Hasil yang berbeda muncul dari cara tim memodelkan pipa ledeng dan tenaga penggerak Lusi. Tim Davies mengatakan air yang mendorong letusan itu berasal dari lapisan batu berumur 15 juta tahun yang berada setidaknya 2.000 kaki di bawah lumpur yang meletus. Dua puluh enam tahun, kata Davies, adalah perkiraan berapa lama tekanan air akan kembali normal.

Tim Manga mengatakan air di dalam lapisan lumpur itu sendiri memicu ledakan. "Jika kita benar, itu bukan tipikal gunung berapi lumpur kebanyakan, " kata Manga. Lusi bertindak seperti kaleng soda bersoda, katanya, dengan gelembung karbon dioksida dan metana membantu membawa lumpur ke permukaan.

Perubahan aktivitas gunung berapi lumpur baru-baru ini mungkin menandakan bahwa mekanisme pendorong letusan telah berubah, kata Davies, tetapi belum jelas apa artinya bagi pandangan jangka panjang.

Tahun ini, para ilmuwan yang mempelajari letusan bertemu di Indonesia untuk konferensi dan mengamati gunung berapi. Alih-alih bersendawa terus-menerus, Lusi tampak "berdenyut" setiap beberapa menit, kata Davies. "Agak seperti Old Faithful." Itu juga memuntahkan lebih sedikit lumpur, tambah Max Rudolph, seorang mahasiswa pascasarjana di UC-Berkeley. Dengan laju sekitar 530.000 kaki kubik per hari, ia berkata, “tingkat erupsi saat ini [turun] faktor 10 atau lebih dari puncaknya pada tahun 2006.”

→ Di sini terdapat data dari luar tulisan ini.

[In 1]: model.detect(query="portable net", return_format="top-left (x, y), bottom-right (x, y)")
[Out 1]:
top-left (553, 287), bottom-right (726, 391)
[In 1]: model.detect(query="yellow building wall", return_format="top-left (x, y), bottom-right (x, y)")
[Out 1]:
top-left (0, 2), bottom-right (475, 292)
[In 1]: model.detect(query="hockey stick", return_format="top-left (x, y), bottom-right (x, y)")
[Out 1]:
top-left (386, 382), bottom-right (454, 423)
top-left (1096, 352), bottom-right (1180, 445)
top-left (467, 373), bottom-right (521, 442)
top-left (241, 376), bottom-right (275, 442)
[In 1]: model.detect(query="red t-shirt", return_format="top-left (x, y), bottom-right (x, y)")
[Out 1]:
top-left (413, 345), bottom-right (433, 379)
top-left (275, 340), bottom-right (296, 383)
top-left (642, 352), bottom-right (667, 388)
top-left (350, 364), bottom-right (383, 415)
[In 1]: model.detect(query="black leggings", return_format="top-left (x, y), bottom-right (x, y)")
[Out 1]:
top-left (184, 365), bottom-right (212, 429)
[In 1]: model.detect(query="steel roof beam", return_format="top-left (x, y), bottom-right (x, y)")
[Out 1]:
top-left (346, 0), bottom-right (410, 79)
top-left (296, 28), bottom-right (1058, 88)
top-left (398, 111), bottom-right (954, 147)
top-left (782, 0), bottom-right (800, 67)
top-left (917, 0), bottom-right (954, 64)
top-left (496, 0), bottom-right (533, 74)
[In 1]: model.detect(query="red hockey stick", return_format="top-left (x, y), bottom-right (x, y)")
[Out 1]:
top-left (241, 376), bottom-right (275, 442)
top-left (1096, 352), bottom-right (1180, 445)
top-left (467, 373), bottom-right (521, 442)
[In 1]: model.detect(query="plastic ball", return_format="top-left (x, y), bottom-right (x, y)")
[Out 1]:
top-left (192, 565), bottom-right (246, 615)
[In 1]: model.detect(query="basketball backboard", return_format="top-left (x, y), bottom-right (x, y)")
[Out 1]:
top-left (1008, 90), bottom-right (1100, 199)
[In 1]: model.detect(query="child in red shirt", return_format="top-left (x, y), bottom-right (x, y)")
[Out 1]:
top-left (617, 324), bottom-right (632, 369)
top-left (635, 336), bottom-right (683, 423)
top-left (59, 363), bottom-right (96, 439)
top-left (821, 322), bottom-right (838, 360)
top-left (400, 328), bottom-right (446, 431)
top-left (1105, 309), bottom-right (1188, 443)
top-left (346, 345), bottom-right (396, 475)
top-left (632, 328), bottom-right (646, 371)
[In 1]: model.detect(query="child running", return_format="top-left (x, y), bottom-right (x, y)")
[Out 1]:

Apakah ini berarti Lusi diam untuk selamanya, atau hanya istirahat sebelum naik lagi? Tidak ada yang tahu pasti. "Membuat saya sadar bahwa kita perlu mengevaluasi kembali perkiraan umur panjang, " kata Davies.

Mendapatkan perkiraan yang baik tentang rentang hidup Lusi adalah salah satu alasan mengapa Humanitus, organisasi pendidikan dan pengembangan masyarakat yang berbasis di Australia, menyelenggarakan konferensi tersebut. Setelah menonton film dokumenter tentang gunung lumpur, Direktur Eksekutif Humanitus Jeffrey Richards mengatakan, dia menyadari bahwa "tidak ada yang melihat masa depan." Kontroversi tentang penyebab erupsi menaungi bencana, katanya. "Itu telah membuat sulit bagi pemerintah untuk mendapatkan segala jenis bantuan internasional, yang biasanya terjadi pada setiap bencana pada skala itu."

Ironisnya, Lusi dapat menawarkan cara untuk memperbaiki ekonomi daerah yang rusak. Bisnis dapat menggunakan tumpukan lumpur untuk membuat batu bata dan bahan konstruksi lainnya, kata Richards, dan gunung lumpur itu bahkan bisa menjadi tujuan wisata. Setelah bertahun-tahun mengatasi kesulitan yang disebabkan oleh bencana, orang-orang Sidoarjo “membutuhkan beberapa hal positif untuk mulai keluar dari ini, ” kata Richards. Seperti yang ia dan para ilmuwan lain di konferensi sarankan, "Sudah waktunya untuk melihat Lusi sebagai positif untuk wilayah ini."